Antosca: There’s a lot of different ones, but I think the main ones are De Palma and Hitchcock. It’s always a kind of stew of horror influences every season, but De Palma was the big one for us. We wanted the season to feel very composed, very sinister, and at the same time beautiful. There’s a little bit of Cronenberg in there, too. Actually, there’s a little Cronenberg in almost every season, but in this one, The Brood was an influence.

Gizmodo: How do you think the show has evolved over its four seasons?

Antosca: I feel like I’ve learned more about myself as I’ve made the show every season, because every season is about some different personal thing. Some of them are more explicitly personal — [season two], No-End House, was for me a little bit about the loss of a close friend.

This season is about a relationship and I wrote it as I was getting engaged and about to enter into that kind of a lifelong bond — which is scary and exciting and you sort of deal with questions, like the questions that the characters deal with in a much more supernatural sense.

Gizmodo: Hopefully you haven’t, like, found a door in your basement…

Antosca: You know, there is a trunk in my parents’ basement filled with all kinds of crazy things that I invented when I was a kid, and long stories with really disturbing stuff that I wrote as like a five and six-year-old. Honestly, that wasn’t consciously an influence on the season, but I’m sure it was poking around somewhere in my head.

Gizmodo: What do you think sets Channel Zero apart from the other horror anthology shows that are out there now?

Antosca: I think it is that focus on personal horror, on psychological horror. I also think it’s the format — there’s no other show that does six episodes each season as a showcase for a single director, so they’re tied together thematically, but each one has a really distinctive feel. And honestly I think we have the best monsters.

Gizmodo: Have you had a favourite monster over the four seasons?

Antosca: I think it’s a toss-up between the Tooth Child and Pretzel Jack. I love them both because they’re both terrifying and homicidal, but also kind of adorable.

Gizmodo: I don’t know how much we want to reveal about the character, but is the actor who plays Pretzel Jack a real contortionist?

Antosca: Yeah! His name is Troy James, and I first saw him on Instagram. We hired him for one episode of Butcher’s Block. He’s the schizophrenia demon, the illusion that chases [Olivia Luccardi’s character, Alice] down the hallway, bent over backwards and crab-walking. I saw what he was capable of, and honestly we wrote the whole [fourth] season around it. That’s why I made Pretzel Jack a contortionist as well as a clown, because I knew what Troy could do. Now, people have discovered him and he’s going to be in a number of movies coming up, but I think this just a perfect, perfect role for him. He’s doing all that stuff with no assistance from technology.

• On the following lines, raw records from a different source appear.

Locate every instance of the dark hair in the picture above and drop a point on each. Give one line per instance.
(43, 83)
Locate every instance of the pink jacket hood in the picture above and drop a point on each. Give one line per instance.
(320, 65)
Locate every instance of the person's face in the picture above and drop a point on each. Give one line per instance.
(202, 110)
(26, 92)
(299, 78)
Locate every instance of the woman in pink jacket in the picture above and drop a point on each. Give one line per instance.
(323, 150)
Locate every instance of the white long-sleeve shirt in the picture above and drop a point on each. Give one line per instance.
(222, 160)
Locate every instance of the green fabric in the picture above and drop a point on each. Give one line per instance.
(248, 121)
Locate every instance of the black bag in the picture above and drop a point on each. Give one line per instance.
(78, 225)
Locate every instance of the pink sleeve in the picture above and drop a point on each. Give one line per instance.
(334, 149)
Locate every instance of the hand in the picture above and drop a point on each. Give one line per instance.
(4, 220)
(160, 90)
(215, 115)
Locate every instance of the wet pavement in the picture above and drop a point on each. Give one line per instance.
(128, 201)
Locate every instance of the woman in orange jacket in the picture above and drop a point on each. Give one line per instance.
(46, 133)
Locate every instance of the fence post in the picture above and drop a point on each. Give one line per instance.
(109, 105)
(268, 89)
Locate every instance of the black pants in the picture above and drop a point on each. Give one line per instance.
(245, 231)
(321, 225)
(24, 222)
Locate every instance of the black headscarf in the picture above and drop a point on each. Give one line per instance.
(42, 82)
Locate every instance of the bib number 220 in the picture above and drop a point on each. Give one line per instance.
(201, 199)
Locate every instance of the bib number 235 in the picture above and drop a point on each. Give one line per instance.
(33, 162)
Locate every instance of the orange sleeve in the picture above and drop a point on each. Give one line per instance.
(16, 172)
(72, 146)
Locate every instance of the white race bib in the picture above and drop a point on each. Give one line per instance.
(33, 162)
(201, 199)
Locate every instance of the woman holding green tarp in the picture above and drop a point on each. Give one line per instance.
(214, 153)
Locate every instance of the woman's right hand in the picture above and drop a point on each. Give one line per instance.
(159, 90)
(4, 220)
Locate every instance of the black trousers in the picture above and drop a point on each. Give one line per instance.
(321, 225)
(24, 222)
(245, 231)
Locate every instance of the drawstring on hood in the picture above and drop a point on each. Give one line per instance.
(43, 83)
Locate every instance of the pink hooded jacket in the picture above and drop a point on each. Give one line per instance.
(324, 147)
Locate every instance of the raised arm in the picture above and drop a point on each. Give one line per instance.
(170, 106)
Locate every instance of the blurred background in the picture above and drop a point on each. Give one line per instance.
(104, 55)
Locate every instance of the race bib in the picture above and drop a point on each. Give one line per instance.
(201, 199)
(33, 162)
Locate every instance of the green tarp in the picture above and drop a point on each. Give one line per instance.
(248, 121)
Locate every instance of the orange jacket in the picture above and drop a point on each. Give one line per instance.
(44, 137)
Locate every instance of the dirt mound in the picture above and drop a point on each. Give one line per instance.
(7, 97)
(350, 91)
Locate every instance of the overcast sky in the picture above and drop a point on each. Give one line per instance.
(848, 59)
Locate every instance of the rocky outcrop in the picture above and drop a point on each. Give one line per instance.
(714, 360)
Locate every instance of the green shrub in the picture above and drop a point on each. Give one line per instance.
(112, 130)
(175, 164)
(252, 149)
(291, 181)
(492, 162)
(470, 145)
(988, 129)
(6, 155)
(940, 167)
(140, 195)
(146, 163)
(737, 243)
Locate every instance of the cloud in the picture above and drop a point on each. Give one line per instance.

Gizmodo: How many more seasons do you hope to be able to do? Can you tease anything about what may be coming in the future?

Antosca: I know what two more seasons would be. I have no idea and won’t know for at least a month or two whether we’re getting more seasons. If we get to do the two more that I want to do, then continuity among seasons might become a little bit clearer. You might see the return of certain iconic characters that people love from earlier seasons.

Gizmodo: Are we talking crossover? Cameos?

Antosca: Not exactly a crossover. I think it would be a familiar character integrated in a new and unprecedented way.

Gizmodo: So should we assume that these stories are all taking place in the same universe, or is that too much of a reach?

Antosca: Um… no comment. No comment.


Channel Zero: The Dream Door premieres tonight on Syfy, and will run over six consecutive nights through Halloween.